The two stories that call for attention are ‘A Real Woman’ and the title story, ‘Release’. To take up the latter first, ‘Release’ draws on the flashback of a seventy-year-old, fit and self-sufficient former diplomat, Hasan, when he is called upon to visit his dying cousin Azra, once his betrothed. As the memories unfurl, we are lulled into an old-world romance of cousins engaged to each other almost from the cradle, growing up together, and affection turning to something deeper as life unfolds idyllically even though, somewhat predictably, their two mothers cannot stand each other. Jalil carefully evokes the tropes of a vernacular romance: the chintz ghararas, the crinkled cotton duppattas, the bela strands tied around the clay water-pots, the bhisti who goes around sprinkling water on the dry earth during the evenings, the cord-woven cots laid out under the skies in summer nights and made up with white sheets-one row for men and another side marked for the women and children. As in such romances, the lovers are torn asunder by the world: she is married off to another, and he has ‘moved on’. But the narrative is at its most sear(ch)ing when describing Azra’s comatose body on the hospital bed, fifty years later: she who loved fragrant bela blossoms is lying in a room rancid with the stench of stale urine, the harsh indignity of a bag of sloshing amber liquid lying underneath her bed. The habitual twinkling diamond on her nostril has been replaced with a coiling food pipe that feeds and keeps her body alive, her once-lively eyes carefully lined with smoky black surma are now closed in dark rings, ‘dark as a raccoon’s’, and the gleaming skin of bygone memories is now creased and dry. Through the nostalgia of ifs and buts, what the narrative evokes most poignantly is the triviality of logic-in-hindsight, the mindlessness behind decisions that alter lives so drastically, the cold reason of a headstrong yet strangely vulnerable youth that comes to pass as ‘If only’.
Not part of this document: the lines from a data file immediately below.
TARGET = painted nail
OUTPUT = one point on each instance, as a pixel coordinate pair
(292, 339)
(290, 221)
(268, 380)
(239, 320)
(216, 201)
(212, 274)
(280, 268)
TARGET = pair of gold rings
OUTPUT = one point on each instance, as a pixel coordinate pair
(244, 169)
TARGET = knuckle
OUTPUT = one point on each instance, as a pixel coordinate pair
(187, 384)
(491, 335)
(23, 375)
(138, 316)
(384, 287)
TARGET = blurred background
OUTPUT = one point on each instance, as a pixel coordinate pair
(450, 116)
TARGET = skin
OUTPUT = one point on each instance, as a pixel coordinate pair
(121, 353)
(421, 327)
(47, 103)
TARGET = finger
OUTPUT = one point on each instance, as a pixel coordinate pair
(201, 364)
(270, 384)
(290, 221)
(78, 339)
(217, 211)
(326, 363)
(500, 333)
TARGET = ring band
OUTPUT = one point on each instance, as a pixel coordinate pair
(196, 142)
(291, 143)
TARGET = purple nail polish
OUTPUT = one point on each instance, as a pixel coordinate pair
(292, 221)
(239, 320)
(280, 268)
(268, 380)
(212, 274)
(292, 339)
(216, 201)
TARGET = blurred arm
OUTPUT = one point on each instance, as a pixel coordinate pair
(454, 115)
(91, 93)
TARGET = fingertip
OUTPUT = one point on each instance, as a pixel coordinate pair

‘A Real Woman’ is the real find in this collection: the narrator’s memory of a shy nineteen-year-old child-woman is severely challenged when he meets her unexpectedly twenty-five years later. Dia, who even after a brief marriage and divorce at nineteen, was a ‘delicate, tremulous, quivering’ girl has trans-formed into ‘a real woman’. Jalil’s prose descri-bes a vivacious, opinionated, even aggressive protagonist with verve and vim. An earlier prim convent accent is replaced by a nasal American twang as she swigs Chivas Regal and smokes Dunhills, even as she ‘spew[s] venom’ at the ‘lib-dems’. Dia can speak passionately about Afghanistan, Iraq, Palestine and all of West Asia. Quixotically, Zulfi is attracted and afraid of this ‘full-blown flower’. Once again he hesitates, as he had twenty-five years ago. Once more, the moment comes and goes. Nonetheless, the man-of-the-world Zulfi cannot resist: as he is leaving, he cannot stop himself from making a crass comment that invites a mincing riposte: ‘Grow up, Zulfi’.
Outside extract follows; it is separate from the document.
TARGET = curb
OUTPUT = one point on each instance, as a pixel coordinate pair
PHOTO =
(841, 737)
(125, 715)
And this brings us to a key question that arises as one picks up the book: is being Muslim important for the figures in these stories? In a certain way, these stories could be the stories of any urban, upper-middle class, upper caste ‘Indian’ (wo)men of north India. But these are, nonetheless, stories that complicate the coming-of-age of hyphenated Muslim identities (urban-upper-caste-upper-class-heterosexual-able-bodied-…). And why not? After all, one cannot always go around for the ‘right’ kind of Muslims to rescue or recriminate over! Rakshanda Jalil’s elegant prose invites us to mull over and contemplate the eternal quandaries of being and becoming for these other Muslims.